Multi-Criteria Optimization for Medical Physics Scheduling: A Soft-Constraint–Driven System with Superior Coverage and Quality-of-Life Performance
Abstract
Purpose
Automating medical physics scheduling is challenging due to the need to balance clinical coverage, fairness, employee preferences, and quality-of-life considerations. This work presents a multi-criteria optimization (MCO)–based scheduling system designed to replace manual and commercial scheduling approaches by efficiently incorporating a large set of hard and soft constraints. The system was evaluated against both manually generated schedules and a state-of-the-art commercial scheduling platform.
Methods
A large-scale constrained integer programming model was developed using the CP-SAT solver from the OR-Tools library. The model encodes mandatory requirements as hard constraints while representing fairness objectives, employee preferences, and quality-of-life considerations as soft constraints with configurable penalties. This formulation allows the optimizer to prioritize full task coverage while flexibly trading off competing objectives. A robustness metric was additionally introduced to quantify schedule vulnerability to employee unavailability. Performance was compared against manually created schedules and schedules generated by a leading commercial scheduling system.
Results
The proposed system successfully filled 99% of all scheduling tasks, substantially outperforming the commercial system, which filled 89% under the same constraints. The optimizer incorporated 13 quality-of-life constraints not supported by the commercial platform, including preferences related to workload balance, protected time, and scheduling patterns.
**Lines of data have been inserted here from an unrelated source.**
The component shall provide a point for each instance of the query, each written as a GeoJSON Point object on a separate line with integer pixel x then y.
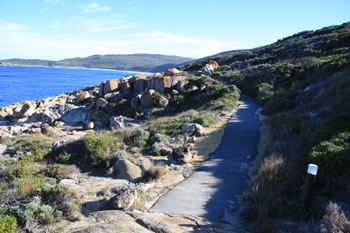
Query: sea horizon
{"type": "Point", "coordinates": [32, 83]}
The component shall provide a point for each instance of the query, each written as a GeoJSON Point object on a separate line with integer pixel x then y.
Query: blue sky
{"type": "Point", "coordinates": [58, 29]}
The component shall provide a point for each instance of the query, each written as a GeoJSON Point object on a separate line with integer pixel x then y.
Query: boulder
{"type": "Point", "coordinates": [194, 88]}
{"type": "Point", "coordinates": [101, 103]}
{"type": "Point", "coordinates": [116, 97]}
{"type": "Point", "coordinates": [5, 112]}
{"type": "Point", "coordinates": [124, 86]}
{"type": "Point", "coordinates": [49, 116]}
{"type": "Point", "coordinates": [182, 155]}
{"type": "Point", "coordinates": [200, 131]}
{"type": "Point", "coordinates": [110, 86]}
{"type": "Point", "coordinates": [188, 128]}
{"type": "Point", "coordinates": [193, 129]}
{"type": "Point", "coordinates": [163, 102]}
{"type": "Point", "coordinates": [72, 114]}
{"type": "Point", "coordinates": [4, 134]}
{"type": "Point", "coordinates": [3, 148]}
{"type": "Point", "coordinates": [110, 108]}
{"type": "Point", "coordinates": [127, 170]}
{"type": "Point", "coordinates": [100, 91]}
{"type": "Point", "coordinates": [117, 122]}
{"type": "Point", "coordinates": [83, 96]}
{"type": "Point", "coordinates": [157, 74]}
{"type": "Point", "coordinates": [171, 72]}
{"type": "Point", "coordinates": [146, 99]}
{"type": "Point", "coordinates": [214, 65]}
{"type": "Point", "coordinates": [88, 126]}
{"type": "Point", "coordinates": [68, 182]}
{"type": "Point", "coordinates": [97, 115]}
{"type": "Point", "coordinates": [49, 130]}
{"type": "Point", "coordinates": [125, 197]}
{"type": "Point", "coordinates": [141, 133]}
{"type": "Point", "coordinates": [26, 111]}
{"type": "Point", "coordinates": [135, 102]}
Compared to manual scheduling, the automated approach reduced planning time by approximately a factor of 50 and produced more equitable task distributions. Soft-constraint modeling enabled high coverage while maintaining employee satisfaction without violating critical requirements. The robustness analysis identified assignments most sensitive to staffing disruptions, supporting proactive contingency planning.
Conclusion
A CP-SAT–based scheduling system with explicit soft-constraint modeling provides superior coverage, fairness, and flexibility compared to both manual and commercial scheduling approaches. This framework enables high-quality, transparent, and resilient scheduling while accommodating complex quality-of-life considerations that are otherwise impractical to manage manually.